Thread (19 messages) 19 messages, 8 authors, 2021-08-30

Re: [PATCH v2 1/1] xattr: Allow user.* xattr on symlink and special files

From: Vivek Goyal <vgoyal@redhat.com>
Date: 2021-07-12 21:22:14
Also in: linux-fsdevel, lkml, selinux

On Mon, Jul 12, 2021 at 03:31:39PM -0400, J. Bruce Fields wrote:
On Mon, Jul 12, 2021 at 01:47:59PM -0400, Vivek Goyal wrote:
quoted
On Mon, Jul 12, 2021 at 11:41:06AM -0400, J. Bruce Fields wrote:
quoted
Looks like 0xd is what the server returns to access on a device node
with mode bits rw- for the caller.

Commit c11d7fd1b317 "nfsd: take xattr bits into account for permission
checks" added the ACCESS_X* bits for regular files and directories but
not others.

But you don't want to determine permission from the mode bits anyway,
you want it to depend on the owner,
Thinking more about this part. Current implementation of my patch is
effectively doing both the checks. It checks that you are owner or
have CAP_FOWNER in xattr_permission() and then goes on to call
inode_permission(). And that means file mode bits will also play a
role. If caller does not have write permission on the file, it will
be denied setxattr().

If I don't call inode_permission(), and just return 0 right away for
file owner (for symlinks and special files), then just being owner
is enough to write user.* xattr. And then even security modules will
not get a chance to block that operation. IOW, if you are owner of
a symlink or special file, you can write as many user.* xattr as you
like and except quota does not look like anything else can block
it. I am wondering if this approach is ok?
Yeah, I'd expect security modules to get a say, and I wouldn't expect
mode bits on device nodes to be useful for deciding whether it makes
sense for xattrs to be readable or writeable.
Actually, calling inode_permission() for symlinks probably should be
fine.

Its the device node which is problematic. Because we started with the
assumption that mode bits there represent access writes for read/writing
to device (and not to the filesystem). 
But, I don't really know.
Do we have any other use cases besides this case of storing security
labels in user xattrs?
Storing security label was one example. In case of virtiofs, there is
a good chance that we will end up remapping all the guest xattrs and
prefix these with "user.virtiofsd".

fuse-overlay is another use case.
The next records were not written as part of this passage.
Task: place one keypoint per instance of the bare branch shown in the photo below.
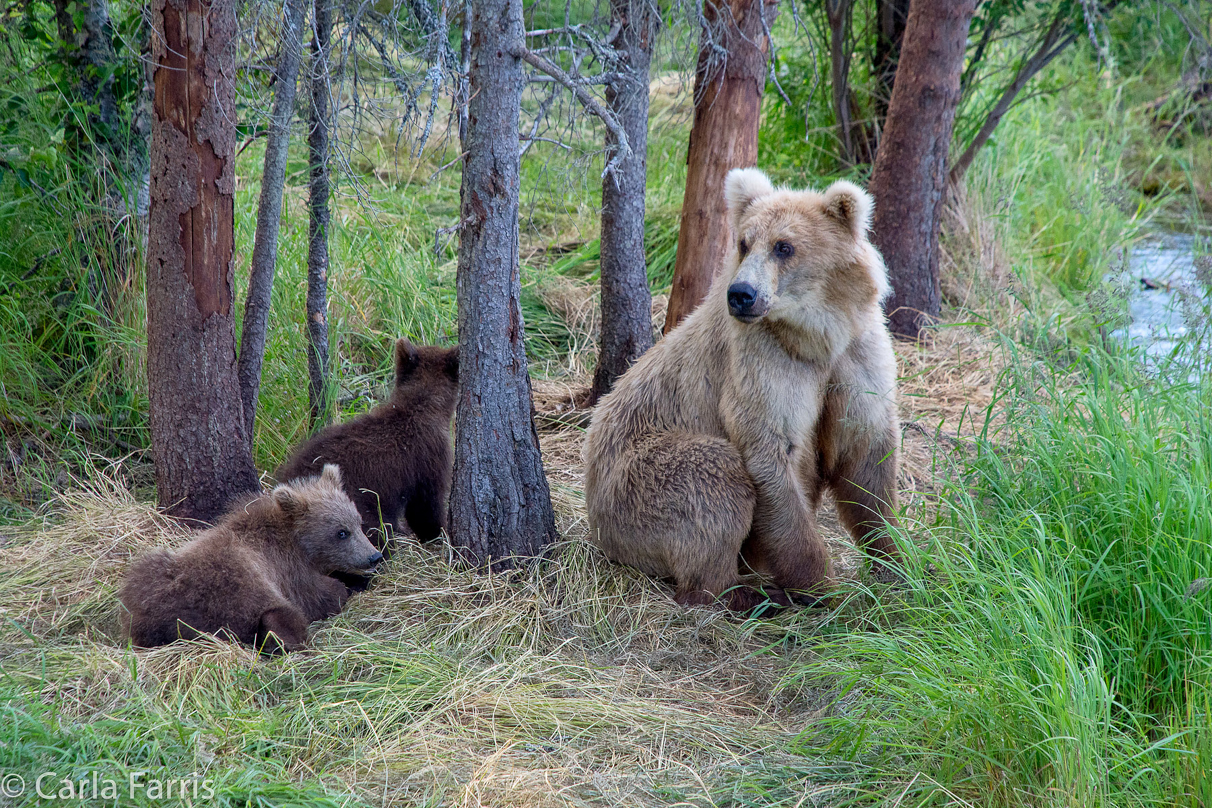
(543, 64)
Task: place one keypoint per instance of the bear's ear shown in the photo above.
(406, 360)
(850, 206)
(742, 188)
(331, 475)
(290, 500)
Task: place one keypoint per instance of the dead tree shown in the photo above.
(1050, 39)
(625, 301)
(269, 211)
(729, 81)
(910, 167)
(839, 13)
(890, 29)
(201, 450)
(501, 506)
(319, 149)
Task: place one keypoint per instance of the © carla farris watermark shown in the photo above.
(92, 785)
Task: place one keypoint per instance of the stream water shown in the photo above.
(1159, 276)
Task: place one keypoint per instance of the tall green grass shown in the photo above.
(1050, 647)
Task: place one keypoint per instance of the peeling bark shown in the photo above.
(318, 210)
(501, 506)
(910, 167)
(201, 450)
(625, 301)
(724, 136)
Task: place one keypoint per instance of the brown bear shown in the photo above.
(396, 459)
(259, 576)
(716, 445)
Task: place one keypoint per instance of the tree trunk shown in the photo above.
(269, 212)
(201, 452)
(839, 13)
(724, 136)
(501, 506)
(318, 206)
(890, 29)
(910, 167)
(625, 301)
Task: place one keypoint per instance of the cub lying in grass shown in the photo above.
(261, 576)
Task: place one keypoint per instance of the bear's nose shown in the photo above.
(741, 298)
They are storing real uid/gid in 
user.* xattrs for files over NFS.

I think overlayfs can be another benefeciary in some form. Now there
is support for unpriviliged mouting of overlayfs from inside a user
namespace. And that uses xattrs "user.overlay" on upper files for
overlayfs specific metadata. Device nodes are not copied up. But
they might have an issue with symlinks. Miklos, will know more.